Александр Павлович был расконвоирован и мог ходить за зону — в аптекобазу. Вот ему-то я и вручала те сто рублей, которые мне причитались наравне с донорским пайком.
В те годы на эти деньги можно было купить сто почтовых марок. Это значит, сто заключенных могли написать домой письма!
«Пиши письмо! Обязательно напиши!»
С самыми благими намерениями я убеждала больных писать письма домой. Боюсь, что я оказывала им медвежью услугу.
Уже пять лет жила я в «стране победившего социализма» и, несмотря на ежедневные и очень наглядные уроки, упорно цеплялась за правила человеческой морали, следуя которым у нас ничего, кроме горя, не испытаешь сам и ничего, кроме неприятностей, не причинишь близким.

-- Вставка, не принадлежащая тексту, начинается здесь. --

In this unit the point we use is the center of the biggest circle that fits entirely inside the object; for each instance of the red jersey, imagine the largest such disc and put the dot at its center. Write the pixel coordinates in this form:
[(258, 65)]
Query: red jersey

Прежде всего, я узнавала, кто из больных не пишет домой и не хочет писать. Как ни странно, таких оказалось немало. Главным образом пленные, которых мы, «освобождая» из плена, объявляли изменниками Родины, независимо от того, сдались ли они в плен, будучи ранеными (даже в бессознательном состоянии), или, прикрывая отступление, бились до последнего патрона, попали ли в окружение, где, не бросая оружия, продолжали вести партизанскую войну…
Они могли быть трижды героями, но это во внимание не принималось: советский боец не должен живым попадать в плен, а если он попал, то срок десять лет ему обеспечен.
Такой неудачник рассуждал следующим образом: «Меня считают погибшим. Мать, жена, дети, близкие меня оплакали. Зачем растравлять их горе? Мертвый, я им не приношу вреда: я или „пал смертью храбрых“, или „пропал без вести“. Живой, я навлекаю на них позор, и они могут из-за меня пострадать: могут лишиться работы, могут быть высланы к чертям на рога. Я буду для них постоянным жерновом на шее. Кроме того, я могу умереть. Так что же им — вторично меня оплакивать?»